Specifying toggle configuration in environment variables or command-line arguments is difficult to coordinate across multiple nodes in a large deployment and requires redeployment and/or restarting each process.
Storing toggle configuration in separate files allows the configuration to be decoupled from the code and allows different deployments to override values. However, any change to the configuration requires a redeploy of the application.
Many features in the edX platform use JSON Configuration files to store their settings, including toggle configuration. It is recommended that features instead use a more dynamically configurable alternative such as Configuration Models or Feature Toggles, unless (1) the setting is security-sensitive or (2) is guaranteed to not need to change for a given open edX deployment.
Examples of security-sensitive data are secret credentials (API keys, private keys, etc) and private network identifiers (AWS S3 bucket names, external service hostname, etc).
A viable alternative to Feature Toggles is edX’ Django Configuration Model. Built on top of Django Models, it stores configuration in a relational table, provides an audit trail of changes, and supports granular permissions. Each feature creates its own Config Model, which allows the feature to include whatever additional Django Fields it requires. In fact, Config Models are the recommended framework for storing all non-boolean edX feature settings that need to be dynamically manipulated via Django Admin.

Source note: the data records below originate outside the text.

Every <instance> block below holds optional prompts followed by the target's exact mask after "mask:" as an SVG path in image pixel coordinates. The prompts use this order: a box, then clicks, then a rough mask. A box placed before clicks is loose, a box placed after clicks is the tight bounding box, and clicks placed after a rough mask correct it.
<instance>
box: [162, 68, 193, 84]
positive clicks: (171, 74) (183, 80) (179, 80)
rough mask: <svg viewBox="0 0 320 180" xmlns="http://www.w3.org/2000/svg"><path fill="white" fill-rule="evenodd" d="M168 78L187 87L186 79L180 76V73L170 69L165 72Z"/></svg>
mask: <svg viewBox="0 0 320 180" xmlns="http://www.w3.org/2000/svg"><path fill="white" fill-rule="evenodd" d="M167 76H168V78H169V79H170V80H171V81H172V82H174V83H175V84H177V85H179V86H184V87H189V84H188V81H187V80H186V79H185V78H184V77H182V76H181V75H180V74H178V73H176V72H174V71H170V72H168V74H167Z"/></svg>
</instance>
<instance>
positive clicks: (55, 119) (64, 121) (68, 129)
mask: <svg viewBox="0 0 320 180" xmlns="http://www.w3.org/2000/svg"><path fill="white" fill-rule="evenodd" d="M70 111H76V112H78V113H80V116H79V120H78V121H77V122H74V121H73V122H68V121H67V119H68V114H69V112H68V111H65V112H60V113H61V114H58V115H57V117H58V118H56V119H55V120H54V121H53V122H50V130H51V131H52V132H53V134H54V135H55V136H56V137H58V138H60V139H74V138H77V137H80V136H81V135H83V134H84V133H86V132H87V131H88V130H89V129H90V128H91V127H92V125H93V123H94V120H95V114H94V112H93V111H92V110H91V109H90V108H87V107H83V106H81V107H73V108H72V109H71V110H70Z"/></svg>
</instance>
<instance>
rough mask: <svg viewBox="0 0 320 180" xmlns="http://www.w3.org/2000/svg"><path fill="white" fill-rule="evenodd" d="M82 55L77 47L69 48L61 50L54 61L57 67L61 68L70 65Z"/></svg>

For light-weight boolean Feature Toggles, however, Config Models have proven to be difficult to clean up after use. The primary reason for this is that teams must manage a multi-phase rollout to remove columns or tables in a blue-green deployment since the previous version of the code continues to access the deleted column/table even after the database has been migrated.

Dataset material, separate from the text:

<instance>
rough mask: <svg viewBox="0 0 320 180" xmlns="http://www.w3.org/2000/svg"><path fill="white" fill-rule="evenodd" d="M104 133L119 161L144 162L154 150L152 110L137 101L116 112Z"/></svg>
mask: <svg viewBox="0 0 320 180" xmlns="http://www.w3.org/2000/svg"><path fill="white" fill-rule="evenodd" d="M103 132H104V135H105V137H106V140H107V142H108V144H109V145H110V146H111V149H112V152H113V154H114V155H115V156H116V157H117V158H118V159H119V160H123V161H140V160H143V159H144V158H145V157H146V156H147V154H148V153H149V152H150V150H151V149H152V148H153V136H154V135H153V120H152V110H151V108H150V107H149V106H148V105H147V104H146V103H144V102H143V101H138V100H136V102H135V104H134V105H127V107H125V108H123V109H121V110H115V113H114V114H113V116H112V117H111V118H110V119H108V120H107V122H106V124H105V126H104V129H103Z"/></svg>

On the other hand, the Waffle API is attractively simple and does not require database migrations since it uses a centralized generic table to store all Feature Toggles.

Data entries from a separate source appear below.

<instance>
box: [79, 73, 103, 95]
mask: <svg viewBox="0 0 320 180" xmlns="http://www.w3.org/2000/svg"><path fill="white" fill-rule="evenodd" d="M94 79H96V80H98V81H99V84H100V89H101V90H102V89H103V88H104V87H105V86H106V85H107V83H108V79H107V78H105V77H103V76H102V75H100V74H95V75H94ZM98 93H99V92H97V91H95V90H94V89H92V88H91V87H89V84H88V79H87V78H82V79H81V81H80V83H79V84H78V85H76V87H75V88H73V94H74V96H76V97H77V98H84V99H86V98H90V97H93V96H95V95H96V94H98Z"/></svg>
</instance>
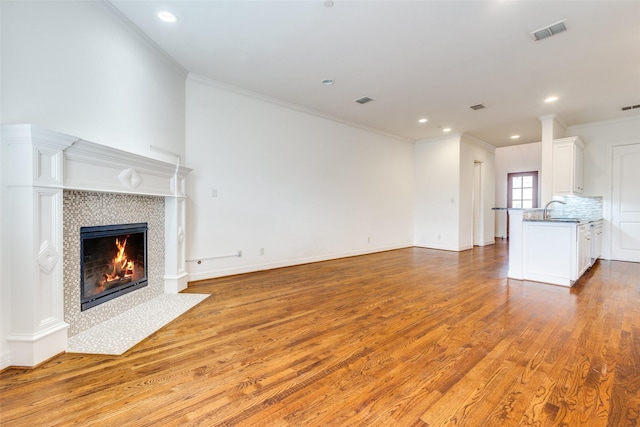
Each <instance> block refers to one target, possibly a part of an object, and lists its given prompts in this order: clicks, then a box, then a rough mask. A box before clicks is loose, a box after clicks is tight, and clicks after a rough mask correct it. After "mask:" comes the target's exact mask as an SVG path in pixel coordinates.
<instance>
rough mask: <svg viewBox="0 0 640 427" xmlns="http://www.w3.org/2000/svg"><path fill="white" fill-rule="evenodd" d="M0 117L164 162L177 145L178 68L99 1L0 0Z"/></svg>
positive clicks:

Since the well-maintained Waffle library already has extensive built-in capabilities for Rollout Toggles (controlling percentage of population) and Group Toggles (controlling users, roles, etc via its Flag attributes), it provides a more comprehensive framework for Feature Toggles than Config Models do out of the box.
One thing to note, however, is the tradeoff made between (a) supporting Least Privilege (via Config Model) and (b) Developer ease-of-use and Code maintainability (via Waffle). Since Config Models are stored in distributed tables, operators can easily place fine-grained control over who has access to which tables. This will be much harder to implement using Waffle. With Waffle, we can easily detect, but not prevent, access to feature toggles.
There are various open-source service discovery and distributed configuration libraries that provide a flexible key-value storage to manage Feature Toggles amongst other dynamic configuration settings. For example, Zookeeper, Consul, and etcd are viable options.
Unlike Waffle and Config Models, these services provide out-of-the-box support for centrally managing and synchronizing configuration changes across all microservices in a distributed system. This is where we ultimately want to be.
However, since we expect that migrating our platform to use such a service will be a large undertaking, we are postponing that effort to a later date. In the meantime, this OEP focuses on enabling teams to align on a common strategy for dynamically configuring and managing application-specific Feature Toggles.